< Job 23 >
1 Maar Job antwoordde en zeide:
Job antwoordde, en sprak:
2 Ook heden is mijn klacht wederspannigheid; mijn plage is zwaar boven mijn zuchten.
Al weer heet mijn klagen verzet: Maar zijn hand dwingt mij tot zuchten!
3 Och, of ik wist, dat ik Hem vinden zou, ik zou tot Zijn stoel komen;
Ach, dat ik Hem vinden kon, En voor zijn troon kon verschijnen!
4 Ik zou het recht voor Zijn aangezicht ordentelijk voorstellen, en mijn mond zou ik met verdedigingen vervullen.
Dan zette ik Hem mijn zaak uiteen, En vulde mijn mond met bewijzen;
5 Ik zou de redenen weten, die Hij mij antwoorden zou; en verstaan, wat Hij mij zeggen zou.
Dan kende ik de woorden, waarmee Hij mij antwoordt, Vernam ik, wat Hij mij zegt.
6 Zou Hij naar de grootheid Zijner macht met mij twisten? Neen; maar Hij zou acht op mij slaan.
Zou Hij zijn macht in het geding moeten brengen? Neen, als Hij slechts naar mij hoorde!
7 Daar zou de oprechte met Hem pleiten; en ik zou mij in eeuwigheid van mijn Rechter vrijmaken.

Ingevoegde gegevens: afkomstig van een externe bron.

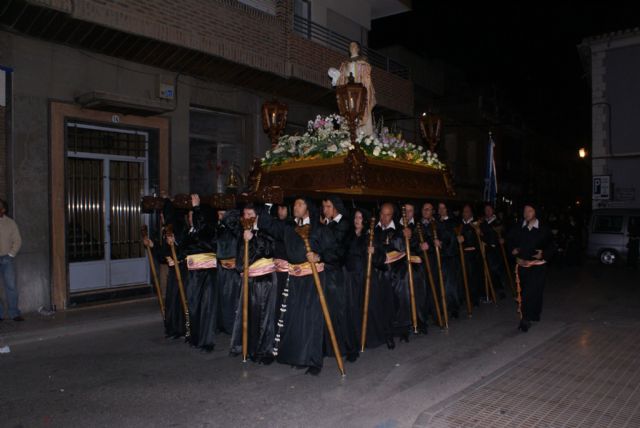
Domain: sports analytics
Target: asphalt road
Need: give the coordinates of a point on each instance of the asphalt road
(104, 372)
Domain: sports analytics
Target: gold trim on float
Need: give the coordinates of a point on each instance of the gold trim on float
(339, 160)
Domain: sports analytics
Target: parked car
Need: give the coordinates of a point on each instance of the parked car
(609, 232)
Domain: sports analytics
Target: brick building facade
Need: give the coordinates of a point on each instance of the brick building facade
(158, 95)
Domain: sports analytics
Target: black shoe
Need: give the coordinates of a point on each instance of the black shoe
(266, 360)
(524, 326)
(352, 357)
(313, 371)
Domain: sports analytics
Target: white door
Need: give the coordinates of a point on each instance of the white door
(107, 174)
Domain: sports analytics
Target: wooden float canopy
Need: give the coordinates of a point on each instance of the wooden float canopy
(378, 178)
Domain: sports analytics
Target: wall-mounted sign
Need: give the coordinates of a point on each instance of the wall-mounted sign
(601, 188)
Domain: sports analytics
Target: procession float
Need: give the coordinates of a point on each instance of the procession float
(340, 154)
(345, 154)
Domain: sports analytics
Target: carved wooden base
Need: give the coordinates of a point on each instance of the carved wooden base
(355, 176)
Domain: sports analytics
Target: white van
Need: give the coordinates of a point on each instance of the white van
(609, 233)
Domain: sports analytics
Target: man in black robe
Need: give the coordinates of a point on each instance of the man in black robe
(429, 221)
(388, 315)
(336, 284)
(419, 274)
(262, 292)
(450, 260)
(299, 335)
(532, 245)
(228, 278)
(490, 228)
(199, 251)
(174, 325)
(468, 238)
(356, 266)
(280, 254)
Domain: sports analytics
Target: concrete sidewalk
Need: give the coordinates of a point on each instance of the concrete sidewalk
(91, 319)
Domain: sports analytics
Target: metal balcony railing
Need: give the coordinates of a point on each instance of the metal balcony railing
(312, 31)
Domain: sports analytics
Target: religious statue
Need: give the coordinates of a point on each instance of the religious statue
(358, 67)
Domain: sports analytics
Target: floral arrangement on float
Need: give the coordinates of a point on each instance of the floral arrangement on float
(328, 137)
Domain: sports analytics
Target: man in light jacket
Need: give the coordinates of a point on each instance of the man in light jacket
(10, 242)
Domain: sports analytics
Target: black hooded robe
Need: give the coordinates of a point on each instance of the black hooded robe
(229, 282)
(387, 283)
(300, 341)
(262, 301)
(473, 263)
(338, 287)
(202, 285)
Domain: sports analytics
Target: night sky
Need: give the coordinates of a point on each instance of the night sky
(528, 52)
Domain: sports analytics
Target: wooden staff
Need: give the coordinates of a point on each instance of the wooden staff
(154, 274)
(367, 287)
(432, 284)
(506, 262)
(183, 295)
(443, 293)
(247, 224)
(465, 277)
(488, 283)
(412, 294)
(303, 232)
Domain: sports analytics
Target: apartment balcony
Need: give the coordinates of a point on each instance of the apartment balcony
(226, 42)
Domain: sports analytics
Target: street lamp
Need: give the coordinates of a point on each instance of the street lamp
(352, 102)
(274, 119)
(582, 153)
(430, 128)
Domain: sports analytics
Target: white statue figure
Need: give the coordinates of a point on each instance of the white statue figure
(361, 71)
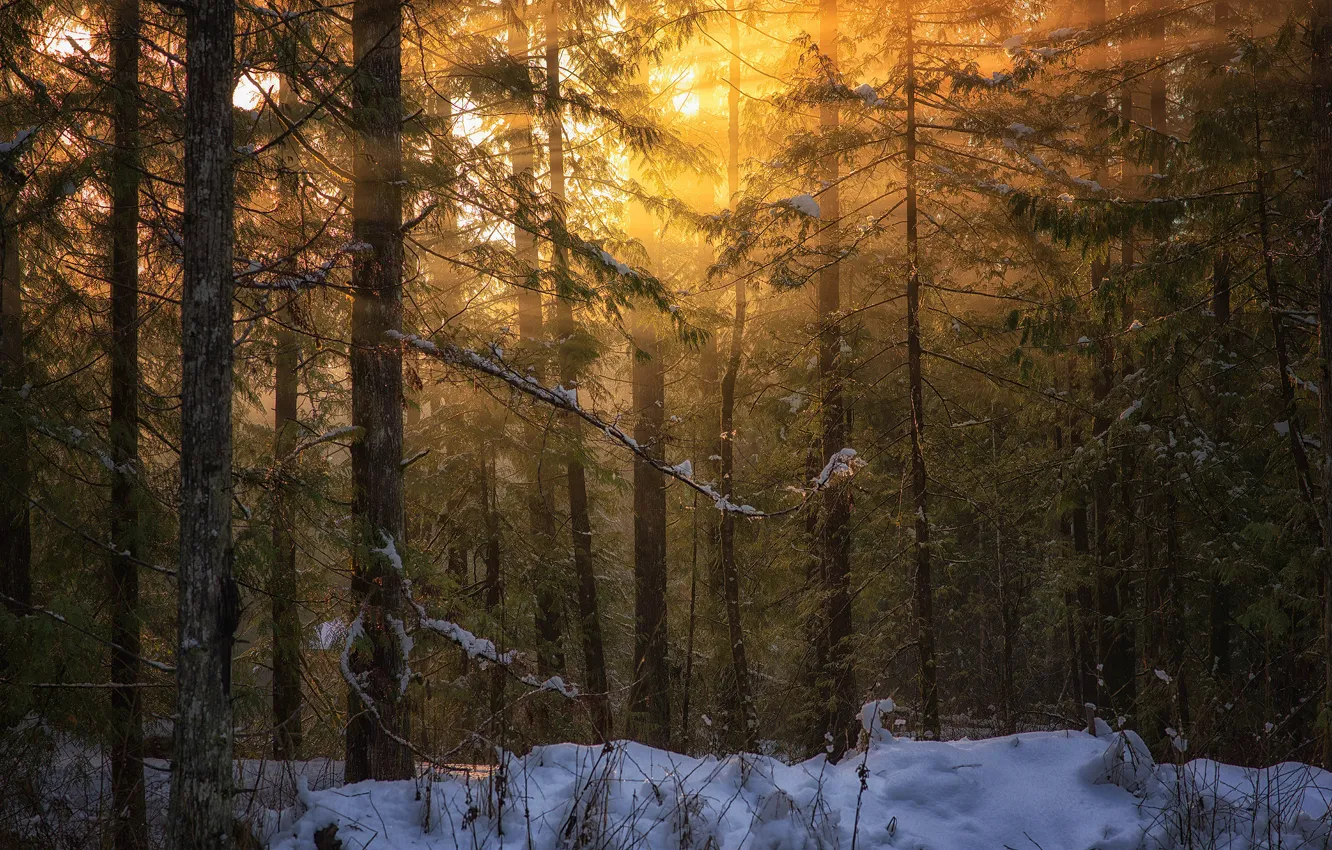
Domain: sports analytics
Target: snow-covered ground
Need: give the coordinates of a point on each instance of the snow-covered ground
(1043, 790)
(1052, 790)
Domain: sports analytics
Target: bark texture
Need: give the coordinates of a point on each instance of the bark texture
(1322, 72)
(129, 828)
(201, 812)
(378, 720)
(283, 582)
(837, 692)
(649, 696)
(580, 521)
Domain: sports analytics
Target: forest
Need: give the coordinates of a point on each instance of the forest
(402, 393)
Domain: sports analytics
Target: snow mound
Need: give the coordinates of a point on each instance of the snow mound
(1051, 790)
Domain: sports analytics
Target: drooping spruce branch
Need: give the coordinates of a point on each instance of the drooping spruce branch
(841, 465)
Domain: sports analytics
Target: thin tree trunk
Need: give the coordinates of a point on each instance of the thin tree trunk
(1219, 592)
(1114, 644)
(1322, 72)
(129, 820)
(287, 621)
(201, 810)
(580, 521)
(550, 656)
(1283, 359)
(837, 678)
(378, 721)
(745, 717)
(15, 534)
(649, 696)
(919, 482)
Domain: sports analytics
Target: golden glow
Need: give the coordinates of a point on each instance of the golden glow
(252, 87)
(68, 39)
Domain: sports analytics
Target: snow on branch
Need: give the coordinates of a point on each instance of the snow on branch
(842, 465)
(329, 436)
(477, 648)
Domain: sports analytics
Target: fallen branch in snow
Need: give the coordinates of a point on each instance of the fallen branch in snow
(843, 464)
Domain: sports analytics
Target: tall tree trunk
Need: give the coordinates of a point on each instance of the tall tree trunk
(919, 482)
(1322, 72)
(1219, 592)
(1114, 644)
(580, 521)
(129, 821)
(287, 620)
(378, 721)
(15, 534)
(550, 656)
(837, 678)
(1283, 357)
(201, 810)
(649, 696)
(745, 718)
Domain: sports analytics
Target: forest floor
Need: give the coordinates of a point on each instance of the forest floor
(1050, 790)
(1040, 790)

Dan zou Hij bemerken dat er bij Hem een onschuldige pleit, En ik was voorgoed van mijn Rechter bevrijd!
8 Zie, ga ik voorwaarts, zo is Hij er niet, of achterwaarts, zo verneem ik Hem niet.
Maar ga ik naar het oosten, Hij is er niet, Of naar het westen, ik bespeur Hem niet;
9 Als Hij ter linkerhand werkt, zo aanschouw ik Hem niet; bedekt Hij Zich ter rechterhand, zo zie ik Hem niet.
Ik zoek Hem ten noorden, ik vind Hem niet, Wend mij naar het zuiden, ik zie Hem niet.
10 Doch Hij kent den weg, die bij mij is; Hij beproeve mij; als goud zal ik uitkomen.
Het is, omdat Hij mijn wandel kent Omdat ik als goud te voorschijn zou treden, als Hij mij toetst:
11 Aan Zijn gang heeft mijn voet vastgehouden; Zijn weg heb ik bewaard, en ben niet afgeweken.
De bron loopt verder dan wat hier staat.